All GLP-1 medications from licensed 503A compounding pharmacies Browse Products

Originally posted by @charitykface on TikTok · 21s|Watch on TikTok
Full video transcriptClick to expand

Auto-generated transcript of @charitykface's video. Quoted here for educational fact-check commentary; original creator retains all rights to the video content.

  1. 0:00I stopped Mottsey, I stopped NAD, I stopped
  2. 0:06Cloe slash Gloe.
  3. 0:09Stopped all those.
  4. 0:11My taking Glooze-ion, Epitalin,
  5. 0:14which was Epitide of course.
  6. 0:15Never giving that up, not cycling off of that.
  7. 0:18I'm still taking De-Sip.
  8. 0:19Help it helps!

@charitykface's peptide cycling claims need context

charitykface

TikTok creator

15.8K viewsWatch on TikTok

Quick answer

The creator appears to be self-administering a rotating stack that includes NAD+ precursors, a GLP-1 receptor agonist, Epitalon (a synthetic tetrapeptide with limited human trial data), and possibly DSIP (Delta Sleep-Inducing Peptide). The decision to cycle off some compounds while continuing Epitalon indefinitely is presented as personal preference, not clinical protocol, but none of the compounds mentioned have FDA approval for the implied anti-aging or optimization uses described. Any use of these peptides outside a supervised clinical context should involve a licensed provider who can assess individual risk factors and monitor for adverse effects.

Video review standard

Clinical fact-check snapshot

FormBlends treats social health videos as a starting point, then checks the claim against medical context, source quality, safety limits, and whether licensed provider review belongs in the next step.

Peptide social video fact-checksMedical claim reviewProvider discussion

Evidence signal

Source-backed review

Regulatory reality

Access rules depend on the compound and patient situation

Safety screen

Viral claims can miss contraindications, dose escalation, medication interactions, and quality-control risks.

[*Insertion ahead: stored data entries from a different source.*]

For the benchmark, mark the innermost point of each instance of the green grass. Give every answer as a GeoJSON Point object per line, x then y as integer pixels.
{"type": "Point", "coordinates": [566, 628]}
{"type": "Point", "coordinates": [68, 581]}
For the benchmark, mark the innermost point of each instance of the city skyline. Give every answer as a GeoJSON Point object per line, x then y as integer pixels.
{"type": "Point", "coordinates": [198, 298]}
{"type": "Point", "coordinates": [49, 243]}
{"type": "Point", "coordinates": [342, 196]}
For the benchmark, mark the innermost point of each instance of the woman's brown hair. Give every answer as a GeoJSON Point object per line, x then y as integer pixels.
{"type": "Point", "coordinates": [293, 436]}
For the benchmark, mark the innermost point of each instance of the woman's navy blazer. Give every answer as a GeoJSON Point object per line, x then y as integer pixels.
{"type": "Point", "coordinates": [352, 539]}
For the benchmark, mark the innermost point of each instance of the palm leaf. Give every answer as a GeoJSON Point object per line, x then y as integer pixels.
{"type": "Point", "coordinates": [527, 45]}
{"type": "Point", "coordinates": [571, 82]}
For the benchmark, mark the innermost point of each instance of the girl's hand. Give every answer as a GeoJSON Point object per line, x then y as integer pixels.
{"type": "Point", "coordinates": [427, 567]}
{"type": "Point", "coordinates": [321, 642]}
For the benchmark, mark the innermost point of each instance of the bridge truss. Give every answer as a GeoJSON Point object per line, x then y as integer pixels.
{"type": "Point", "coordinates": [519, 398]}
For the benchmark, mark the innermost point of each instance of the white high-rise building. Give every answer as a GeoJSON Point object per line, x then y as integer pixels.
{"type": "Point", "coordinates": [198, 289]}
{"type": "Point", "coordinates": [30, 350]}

This page currently connects to 9 source-backed evidence items through visible references or structured citation data.

PubMed evidence trail

Research sources used to frame this page

For @charitykface's peptide cycling claims need context, FormBlends checks the page topic against primary trials, systematic reviews, guidelines, and current PubMed-indexed literature where available. These citations are context, not medical advice, proof of eligibility, or a claim that every study applies to every patient.

Provider decision path

Use local research to choose a safer review path

Direct answer

@charitykface's peptide cycling claims need context is best used to compare access, oversight, pricing, pharmacy quality, and patient support before starting care.

Evidence check

Directory pages should connect local intent with provider standards, pharmacy transparency, and practical next steps.

Safety check

Provider quality, pharmacy source, prescribing model, and follow-up support can matter as much as the medication name.

Next step

When you are ready, the get-started flow can collect the details needed for a prescription review instead of leaving you to guess.

Page-specific review note

What this exact clip is really saying

This FormBlends review is specific to "@charitykface's peptide cycling claims need context" from charitykface. We read the clip as a Peptide social video fact-checks claim about Peptide social video fact-checks, then separate the useful signal from what a short social video cannot prove. The page-specific claim focus is: The creator appears to be self-administering a rotating stack that includes NAD+ precursors, a GLP-1 receptor agonist, Epitalon (a synthetic tetrapeptide with limited human trial data), and possibly DSIP (Delta Sleep-Inducing Peptide).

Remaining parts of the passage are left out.